Overall, African Americans eat less grains, fewer eggs, less vegetables, and much less milk, but they consume significantly more meat and fruits. By increasing the amount of vegetables, particularly fresh uncooked in the form of salads, more nutritional balance can be brought to the African American diet fairly easily. The increased consumption of fish and poultry (both chicken and turkey) already represents a beneficial existing tradition.
African Americans Prepare More Meals “From Scratch”
African Americans prepare more meals “from scratch” when compared to majority populations. This diet difference in African American home cooking leads to comparatively more purchases of cooking items including spices, seasonings, oils, and preparation items including baking powder, flour, extracts, and sugars in multiple forms.

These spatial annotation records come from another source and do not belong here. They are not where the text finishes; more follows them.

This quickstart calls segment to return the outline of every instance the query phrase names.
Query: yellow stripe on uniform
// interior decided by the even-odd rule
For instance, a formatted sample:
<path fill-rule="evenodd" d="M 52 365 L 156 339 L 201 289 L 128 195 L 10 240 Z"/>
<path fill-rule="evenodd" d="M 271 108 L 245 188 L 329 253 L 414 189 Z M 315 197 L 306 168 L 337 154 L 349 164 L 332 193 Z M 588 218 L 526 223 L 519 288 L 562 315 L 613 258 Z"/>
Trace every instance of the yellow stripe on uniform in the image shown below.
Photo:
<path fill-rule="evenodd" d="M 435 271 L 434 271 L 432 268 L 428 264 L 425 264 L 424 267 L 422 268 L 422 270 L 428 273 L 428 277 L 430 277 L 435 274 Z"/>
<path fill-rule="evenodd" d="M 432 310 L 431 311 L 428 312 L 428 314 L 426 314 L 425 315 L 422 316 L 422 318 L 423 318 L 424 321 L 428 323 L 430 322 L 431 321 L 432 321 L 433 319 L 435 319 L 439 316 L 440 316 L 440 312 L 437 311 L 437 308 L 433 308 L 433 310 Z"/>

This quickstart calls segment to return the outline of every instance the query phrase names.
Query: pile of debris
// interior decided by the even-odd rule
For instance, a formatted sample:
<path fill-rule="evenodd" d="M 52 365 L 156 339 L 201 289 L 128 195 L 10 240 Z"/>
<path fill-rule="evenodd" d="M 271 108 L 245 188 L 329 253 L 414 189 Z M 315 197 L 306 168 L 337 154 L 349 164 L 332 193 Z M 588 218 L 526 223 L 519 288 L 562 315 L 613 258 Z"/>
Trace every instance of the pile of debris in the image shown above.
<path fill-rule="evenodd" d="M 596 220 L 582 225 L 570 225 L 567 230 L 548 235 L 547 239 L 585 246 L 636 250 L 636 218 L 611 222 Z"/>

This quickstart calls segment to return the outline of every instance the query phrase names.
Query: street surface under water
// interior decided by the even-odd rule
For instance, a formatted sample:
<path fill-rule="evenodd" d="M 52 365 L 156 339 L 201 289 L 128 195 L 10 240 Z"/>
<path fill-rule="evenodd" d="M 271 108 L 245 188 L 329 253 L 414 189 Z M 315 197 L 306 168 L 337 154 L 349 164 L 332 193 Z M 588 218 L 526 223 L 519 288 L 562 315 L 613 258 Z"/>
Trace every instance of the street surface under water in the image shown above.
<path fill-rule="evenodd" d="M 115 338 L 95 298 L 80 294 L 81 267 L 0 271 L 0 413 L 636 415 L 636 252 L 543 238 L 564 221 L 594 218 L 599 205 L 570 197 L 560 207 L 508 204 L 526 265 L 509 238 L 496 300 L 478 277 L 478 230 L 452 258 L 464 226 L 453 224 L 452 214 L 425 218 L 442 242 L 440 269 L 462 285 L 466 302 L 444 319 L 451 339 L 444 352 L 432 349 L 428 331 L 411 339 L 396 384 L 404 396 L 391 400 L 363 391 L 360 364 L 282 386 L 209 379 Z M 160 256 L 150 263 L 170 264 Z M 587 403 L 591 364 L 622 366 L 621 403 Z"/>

The more “home cooking” done in African American kitchens leads to less consumption of pre-processed or ready-to-eat foods which is considerably beneficial. Conventionally, when people think of processed and ready-to-eat foods, they generally equate them with poor nutritional quality and lower socio-economic status. Poti, Mendez, and colleagues looked at the nutritional value of “processed foods” and found they have “higher saturated fat, sugar, and sodium content” when compared to lesser processed foods. Because of the higher proportion of African Americans that are poor, many assumed that they too consume more ready-to-eat foods, but studies reveal that, in fact, African Americans buy less overall ready-to-eat and/or highly processed foods when compared to European Americans.
More Sugary Sweetened Drinks
One glaring exception in the purchasing of pre-processed foods was African Americans’ tendency to purchase a much higher proportion of pre-processed sugary beverages when compared to white Americans, and a much lower volume of milk and dairy purchases. Marketing campaigns targeting African Americans like the one to the right from the 1940’s is just one of many that drove up the consumption of surgery beverages.
Other exceptions include a significantly higher consumption of bacon and sausages. Finally, there was also an increased purchasing of processed sweeteners including sugar, syrups, jams and jellies in African American consumers.
While there is far more diet differences in African Americans to cover, the best way to advise a patient on their diet is to first know their specific diet . . . don’t generalize . . . interview. Find out what, exactly, they eat, and then devise an alternative plan with suitable substitutions. Very few people will be able to completely change their diet, and providers should not expect this because it is unrealistic. But we should be able to give helpful advise based on a detailed interview.
Check out this great video on cooking oils and the dangers of reusing oils !!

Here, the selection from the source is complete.